Selanjutnya, kata Ahmad LHP BPK tersebut diharapkan segera ditindaklanjuti sesuai ketentuan Pasal 20 dan Pasal 23 Undang-Undang Nomor 15 Tahun 2004 tentang Pemeriksaan Pengelolaan dan Tanggung Jawab keuangan Negara.

“Undang-undang mengamanatkan, bahwa para pejabat dimaksud wajib menindaklanjuti rekomendasi LHP, dan penyelesaian kerugian negara agar dilaporkan kepada BPK selambat-lambatnya 60 (enam puluh) hari sejak laporan hasil pemeriksaan diterima,” pungkasnya.

Ketua LSM Pemantau Anggaran Daerah Papua Barat, Yohanes Mandacan, menyatakan bahwa kasus ini harus ditangani secara tuntas dan transparan. “Ini bukan hanya soal uang, ini menyangkut kepercayaan publik terhadap negara dan proses demokrasi kita,” katanya.

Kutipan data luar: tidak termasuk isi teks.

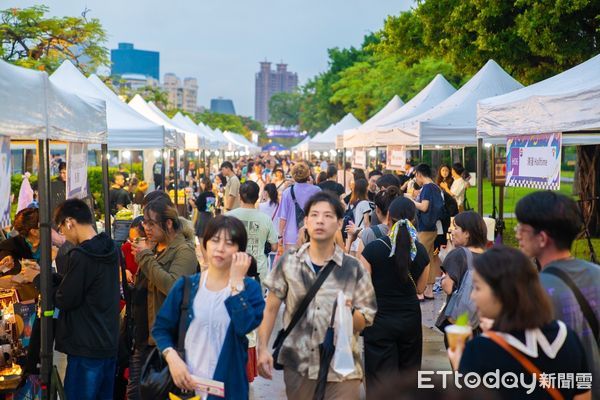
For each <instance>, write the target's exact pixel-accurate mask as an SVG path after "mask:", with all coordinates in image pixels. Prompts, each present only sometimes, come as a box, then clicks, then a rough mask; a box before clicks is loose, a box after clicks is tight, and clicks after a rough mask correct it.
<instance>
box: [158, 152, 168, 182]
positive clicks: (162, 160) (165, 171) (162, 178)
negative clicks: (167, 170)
mask: <svg viewBox="0 0 600 400" xmlns="http://www.w3.org/2000/svg"><path fill="white" fill-rule="evenodd" d="M165 154H167V151H166V150H165V149H164V148H163V149H162V154H161V155H160V156H161V157H162V162H161V163H160V164H161V174H162V184H163V187H162V190H163V191H165V192H166V191H167V166H166V164H167V161H168V160H167V159H168V156H167V157H165Z"/></svg>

Penanganan perkara korupsi dana hibah Pilkada dan proyek pengadaan barang di KPUD Fakfak menjadi sorotan utama masyarakat Papua Barat. Kejaksaan Tinggi Papua Barat kini memikul tanggung jawab besar untuk membuktikan bahwa supremasi hukum tetap menjadi pijakan utama di tengah tantangan birokrasi dan politik lokal.

Pantau terus perkembangan kasus ini, karena masa depan demokrasi dan keuangan negara sedang dipertaruhkan.